La vie de nombreux travailleurs comme Araújo est profondément marquée par l’histoire de l’exploitation de la forêt amazonienne. Dans la première moitié du siècle dernier, le gouvernement brésilien a encouragé la migration de la population vers l’Amazonie profonde dans le but de développer la région – déjà peuplée de communautés indigènes – en exploitant ses richesses.

De grandes autoroutes telles que l'autoroute Transamazon ont été créées en détruisant une partie de la jungle pour relier la région au reste du Brésil. L'exploitation minière, l'élevage et la foresterie étaient les racines économiques de bon nombre des nouvelles villes. Construites sans grande planification, certaines de ces villes condamnaient leurs habitants à la pauvreté. La déforestation a chassé les animaux et réduit la production de fruits comme l'açaí, tandis que l'exploitation minière illégale a pollué les eaux et tué les poissons. La majorité des emplois disponibles sur ces terres sont donc ceux-là mêmes qui les détruisent. « Je devais travailler pour subvenir à mes besoins, acheter de la nourriture et des choses pour la maison. C'est pour cela que j'ai travaillé illégalement», explique Araújo, qui prévient que la nature fait des ravages. « Si vous le détruisez, tôt ou tard il vous facturera ce qu’il a subi. »

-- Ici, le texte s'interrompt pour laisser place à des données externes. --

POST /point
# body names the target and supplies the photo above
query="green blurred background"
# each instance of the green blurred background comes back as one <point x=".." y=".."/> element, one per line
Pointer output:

Le sauvetage de Francisco Araújo, à Maricoré.

Dans de nombreux sites de déforestation, comme celui où l'équipe coordonnée par Riga est intervenue fin avril, même les antennes satellite d'entreprises comme Starlink du milliardaire Elon Musk sont utilisées pour demander rapidement des renforts et avertir des opérations d'inspection, retardant ainsi les efforts des les autorités. Dans les opérations menées dans le sud de l'État d'Amazonas, il est de plus en plus fréquent que les dirigeants des opérations disparaissent avant l'arrivée des inspecteurs.

Mais Riga estime que la valeur de son travail réside dans les vies qu'il change. Le véritable défi est de provoquer un changement significatif qui soustrait ces personnes à la vulnérabilité qui les conduit à l’esclavage. « Le Brésil est peut-être le pays le plus inégalitaire. Il s’agit d’une construction vieille de plusieurs siècles qui repose avant tout sur l’esclavage qui a façonné le pays, sa population », dit-il. « Tant que nous serons un pays d'esclaves et d'esclavagistes, il nous faudra chercher à changer cette réalité. »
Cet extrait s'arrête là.